CHAT PARTICIPANT: With the recent events regarding U.S. airliners, why do you believe that the National Transportation Safety Board (NTSB) and FBI focus their respective airline crash investigations primarily on non-terrorist possibilities first and not last, when focussing on terrorism first may lead to more clues early on and less chance of a terrorist trail going cold? Do you believe there is a cover-up of terrorist attacks to "save" the U.S. airline industry.
SOLON: No, I don't follow the logic of that at all, really. If the U.S. airline industry is going to go bankrupt, and that's certainly possible, it will be because insufficient numbers of people are flying or shipping cargo. There's really nothing the government can do to prevent that. They can reassure people, but it's an individual decision on the part of the passenger, whether he or she is willing to get on an airplane. The NTSB is charged with the investigation of accidents when they happen, and they recommend changes. But they're not a police agency, they're in the mechanical and electronic sense. The FBI is a police entity, of course. I don't agree that they've ignored the terrorist angle, but the main expertise of the FBI has historically been domestic, and most of the activity outside the U.S., say, looking for people like al Qaeda, has been principally in the field of the CIA or the military intelligence organizations.
CHAT PARTICIPANT: If there was no metal in the mechanism, then how will X-raying stop a similar explosive again?
SOLON: There is no guarantee that X-raying will stop a similar explosive again. The disconcerting truth is that the only way to get 100 percent security, and this would reduce air travel to a trickle, is to strip search every passenger, literally have them take off all their clothes, and in the extreme case, being subject to a body search. It won't take much of that to cause the airline business to grind to a halt.
CHAT PARTICIPANT: How safe are airports around the world?
SOLON: I think it's fair to say that the developing or third world countries are the ones in which there is most likely to be lax security. The governments don't have the resources to address the problems, and may have more urgent problems, like making sure their populations get fed. Indeed, in some of those countries, obviously the focus of U.S. security or law enforcement agencies before September 11 was on disrupting the narcotics trade. Now that's reversed, and apparently, some of the larger dealers in prohibited substances are finding it easier to operate, because the Coast Guard and FBI and everyone is refocused on terrorism.

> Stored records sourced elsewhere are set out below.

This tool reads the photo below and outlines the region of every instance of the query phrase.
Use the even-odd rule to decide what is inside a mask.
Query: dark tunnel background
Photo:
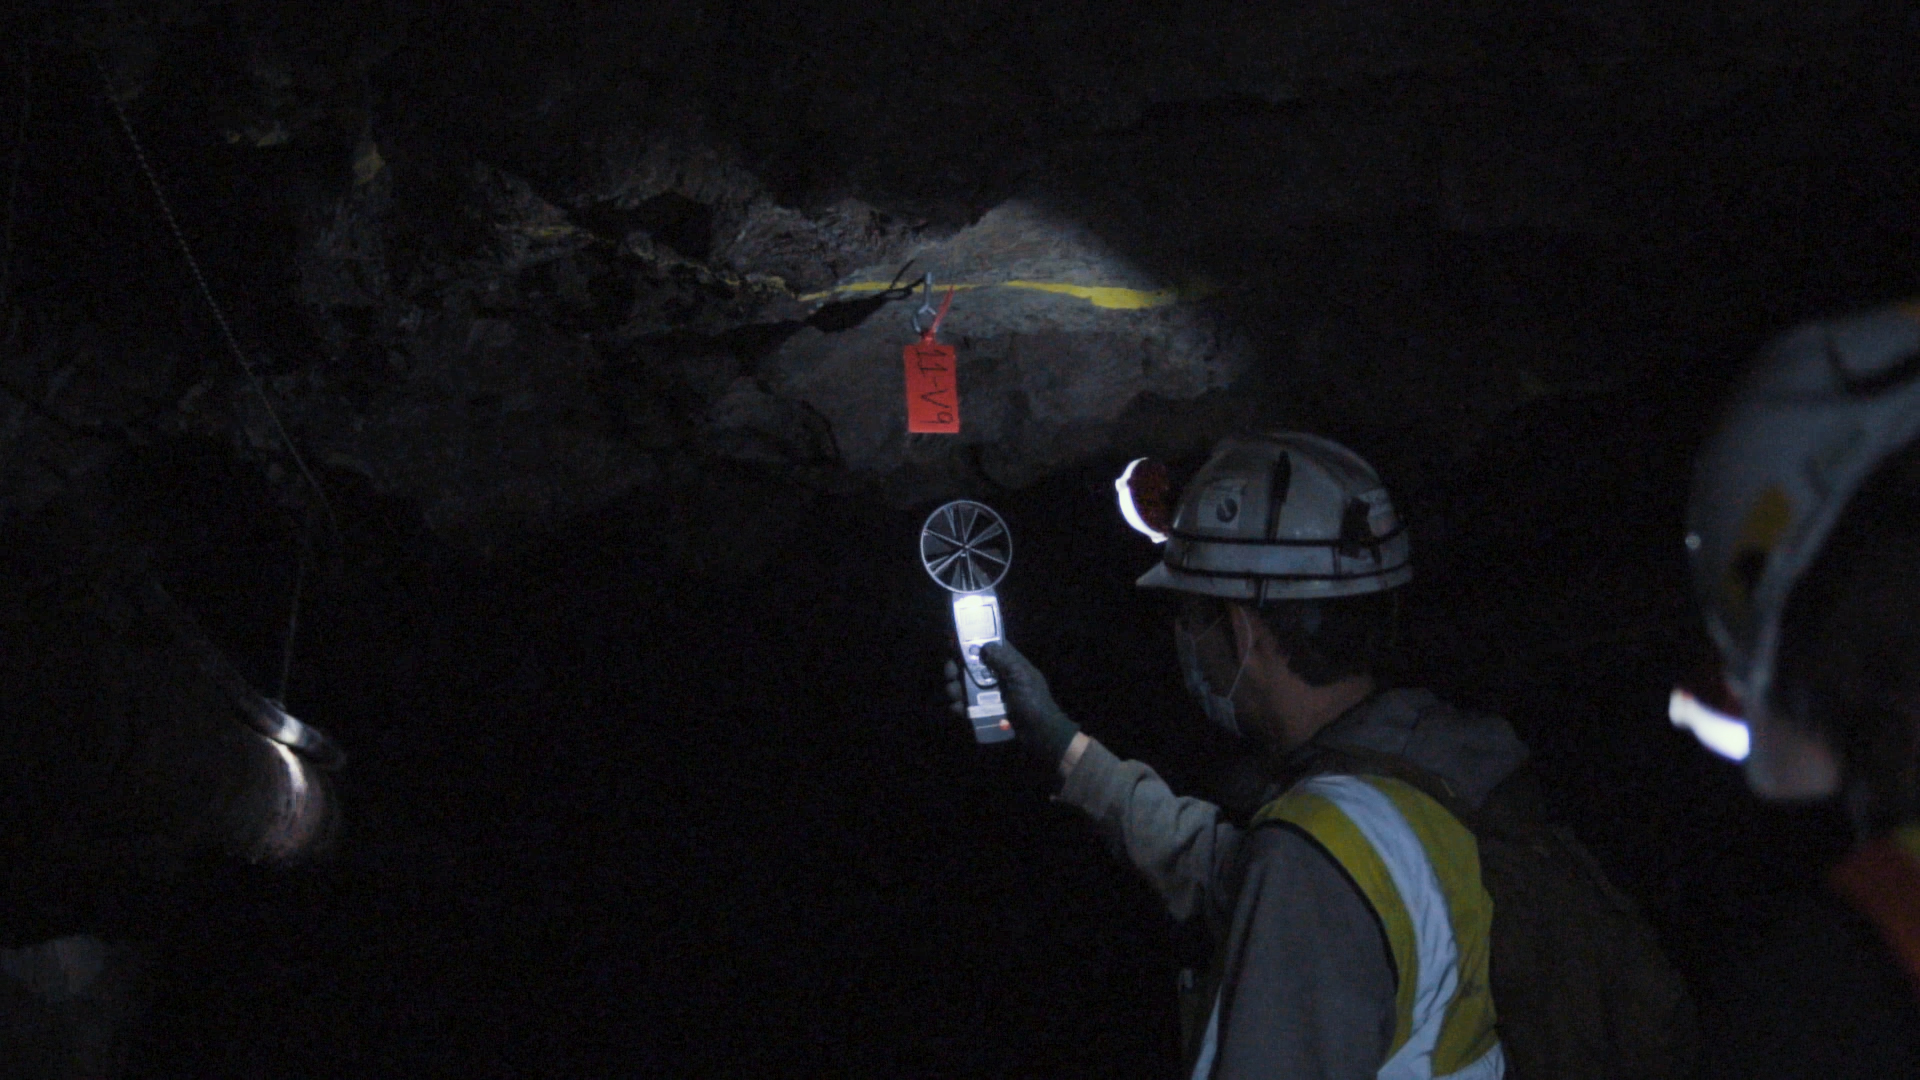
[[[212,327],[91,72],[63,63],[43,90],[27,184],[41,201],[14,287],[89,308],[184,388],[224,362]],[[306,347],[285,192],[308,172],[195,134],[184,118],[206,86],[178,63],[156,95],[177,126],[151,120],[152,150],[271,373],[273,354]],[[1327,432],[1381,468],[1413,530],[1408,680],[1513,719],[1556,809],[1646,906],[1710,1036],[1750,1022],[1742,965],[1814,902],[1845,837],[1823,809],[1756,803],[1666,724],[1667,689],[1706,647],[1679,544],[1688,460],[1767,336],[1914,288],[1920,142],[1915,114],[1892,114],[1910,89],[1783,77],[1782,100],[1711,118],[1808,125],[1818,149],[1787,194],[1758,198],[1702,153],[1711,139],[1649,122],[1631,130],[1667,144],[1620,153],[1700,160],[1661,172],[1692,183],[1640,193],[1624,236],[1407,224],[1383,242],[1419,268],[1407,303],[1428,344],[1509,348],[1526,322],[1519,340],[1557,337],[1561,363],[1604,377],[1466,452],[1390,419]],[[749,143],[765,122],[733,120]],[[1142,223],[1093,224],[1158,254]],[[1327,288],[1286,302],[1349,302]],[[1067,711],[1200,784],[1218,747],[1163,609],[1131,586],[1154,552],[1113,507],[1124,460],[974,494],[1016,537],[1010,636]],[[141,447],[124,474],[116,513],[147,523],[165,580],[272,685],[293,515],[205,440]],[[1185,946],[1049,804],[1045,776],[941,709],[945,606],[913,546],[930,504],[795,500],[778,536],[726,541],[772,545],[734,576],[702,572],[651,497],[477,562],[360,478],[322,480],[344,539],[308,581],[288,702],[350,754],[345,832],[317,867],[209,865],[168,901],[178,929],[142,1075],[1177,1068]]]
[[[1587,402],[1453,463],[1412,510],[1433,539],[1407,637],[1415,681],[1514,719],[1704,988],[1844,835],[1665,725],[1697,647],[1673,599],[1689,439],[1645,433],[1691,418]],[[156,474],[151,509],[197,523],[169,579],[270,683],[291,530],[217,454]],[[1152,552],[1111,475],[995,500],[1010,634],[1090,731],[1199,783],[1213,740],[1131,588]],[[358,568],[310,588],[289,700],[352,748],[349,825],[327,864],[219,867],[181,899],[153,1074],[1177,1067],[1157,903],[938,705],[918,515],[817,508],[728,583],[664,571],[618,511],[476,567],[340,497]]]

CNN: Do you have any closing comments for us today?
SOLON: We're deceiving ourselves if we think we'll ever attain 100 percent ironclad security in a situation that is constantly evolving, and ever more powerful plastic explosives and other firearms that won't show up in X-rays are being introduced. All we can do is provide the hardest possible targets, so the bad guys will try something else. But we should consider what those other things might be, and I'm not giving anyone any new ideas, but things like arsenic in the water supply, nerve gas in the subway, like what happened in Tokyo. There are many ways, if you're a sociopath, to inflict harm on people, especially in democracies, where people are not about to live in a police state.
CNN: Thank you for joining us today, Daniel Solon.
SOLON: Thanks for having me!
Daniel Solon joined the chat room via telephone from London and CNN.com provided a typist. The above is an edited transcript of the interview on Monday, December 24, 2001 at 12 p.m. EDT.